By Gerard Best
KINGSTOWN —Internet adoption in the Caribbean is increasing rapidly, but so, too are new threats and risks for persons, business and governments that are going online. Cyber attacks and cyber crime are being reported with greater frequency. Now the Eastern Caribbean country of St Vincent and the Grenadines has become the latest to take steps to address the issue of national cyber security.
St Vincent and the Grenadines became the latest country to host a national cyber security symposium. The Caribbean Network Operators Group (CaribNOG) and the newly formed local Internet Society Chapter facilitated the event.
The meeting, which took place at Frenches House, Sally Spring, Kingstown on December 7 and 8, drew participants from across the Eastern Caribbean, including Antigua and Barbuda, Barbados, Dominica, Grenada, and St Kitts and Nevis. The American Registry for Internet Numbers (ARIN), Packet Clearing House (PCH) and the Internet Corporation for Assigned Names and Numbers (ICANN) were among the main supporters.
“This Symposium is just the start of a broader dialogue about cyber security issues, and is an important step towards framing a more coordinated national approach to cyber security,” said Bevil Wooding, an executive director of CaribNOG and Caribbean Outreach Liaison for ARIN.
Wooding, the keynote speaker, explained the types of threats being faced in the Caribbean, as well as the work being done by various groups to protect the Caribbean Internet.
“CaribNOG and ARIN are working closely with stakeholders across the Caribbean to support the security and strengthening of computer networks in the region. Education and technical capacity initiatives like the cyber security symposium help raise nationwide awareness of threats as well as the opportunities. This is key to protecting our digital borders against emerging cyber threats,” he said.
“It’s important that persons from every sector of society understand the importance of cyber security issues, so that all can participate meaningfully in the public policy development process,” said Dr Jerrol Thompson, Director of Special Projects in the Office of the Prime Minister.
Thompson was delivering remarks on behalf of Camillo Gonsalves, Minister with responsibility for ICT. He credited Roxanne John, president of the local Internet Society chapter, for her efforts. He also thanked CaribNOG, a volunteer-based community of computer network operators and cyber security experts, for its role. CaribNOG also organised Belize’s first-ever national cybersecurity symposium, in April.
“Cyber security has been very high on CaribNOG’s agenda, in particular over the last few years, as the frequency and magnitude of cyber incidents globally has continued to rise,” said Stephen Lee, Program Director of CaribNOG. “In St Vincent, the emphasis was on practical steps to set up Computer Security Incident Response Teams to help countries and groups to better detect and respond to cyber attacks and cyber incidents. In 2018, we plan to stage similar events across the Caribbean.”

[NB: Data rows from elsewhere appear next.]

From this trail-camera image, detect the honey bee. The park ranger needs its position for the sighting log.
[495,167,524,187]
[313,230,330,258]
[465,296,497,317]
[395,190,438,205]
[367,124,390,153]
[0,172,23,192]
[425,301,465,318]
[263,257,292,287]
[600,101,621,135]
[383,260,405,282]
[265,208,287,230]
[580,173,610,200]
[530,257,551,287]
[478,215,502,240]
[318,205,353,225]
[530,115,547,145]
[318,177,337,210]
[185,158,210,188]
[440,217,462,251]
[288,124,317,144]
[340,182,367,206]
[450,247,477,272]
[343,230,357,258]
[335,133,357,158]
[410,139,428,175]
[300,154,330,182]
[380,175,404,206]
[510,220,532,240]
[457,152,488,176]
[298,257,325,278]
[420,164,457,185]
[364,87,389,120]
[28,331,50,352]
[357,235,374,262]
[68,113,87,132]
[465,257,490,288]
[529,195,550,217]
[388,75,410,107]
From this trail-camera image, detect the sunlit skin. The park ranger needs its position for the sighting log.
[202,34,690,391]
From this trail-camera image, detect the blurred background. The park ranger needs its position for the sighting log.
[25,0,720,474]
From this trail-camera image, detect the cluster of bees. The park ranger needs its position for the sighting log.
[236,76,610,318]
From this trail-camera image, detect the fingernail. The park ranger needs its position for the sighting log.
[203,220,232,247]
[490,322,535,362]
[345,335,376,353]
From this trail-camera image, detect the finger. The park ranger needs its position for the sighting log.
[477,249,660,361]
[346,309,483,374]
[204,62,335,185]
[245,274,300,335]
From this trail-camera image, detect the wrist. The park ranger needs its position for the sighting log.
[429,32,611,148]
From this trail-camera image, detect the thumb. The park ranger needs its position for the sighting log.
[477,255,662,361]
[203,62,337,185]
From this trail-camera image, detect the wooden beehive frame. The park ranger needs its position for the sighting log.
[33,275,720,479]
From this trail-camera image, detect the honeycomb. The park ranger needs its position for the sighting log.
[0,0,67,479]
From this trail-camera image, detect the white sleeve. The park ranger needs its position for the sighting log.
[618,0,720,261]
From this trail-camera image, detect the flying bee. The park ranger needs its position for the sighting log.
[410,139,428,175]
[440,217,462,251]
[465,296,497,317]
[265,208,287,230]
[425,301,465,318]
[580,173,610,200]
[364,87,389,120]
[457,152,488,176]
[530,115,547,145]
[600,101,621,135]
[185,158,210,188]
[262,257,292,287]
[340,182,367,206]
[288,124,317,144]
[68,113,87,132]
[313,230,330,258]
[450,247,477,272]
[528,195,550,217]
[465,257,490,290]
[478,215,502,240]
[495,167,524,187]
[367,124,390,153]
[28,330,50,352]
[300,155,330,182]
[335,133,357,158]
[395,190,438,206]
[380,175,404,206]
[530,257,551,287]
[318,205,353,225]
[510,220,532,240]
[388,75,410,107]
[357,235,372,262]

The two-day symposium included a broad range of stakeholders, including law makers, law enforcers, Courts, educators, academics, parents and young people. Shernon Osepa, Manager of Regional Affairs for Latin America and the Caribbean at the Internet Society, highlighted the importance of collaboration to address the issue of cyber security.
“Cyber criminals do not respect national borders. Cyber crime can span countries and continents. That is why a multi-stakeholder, collaborative approach to cyber security is so important. We need to work together to protect our assets and our data in the digital age,” Osepa said.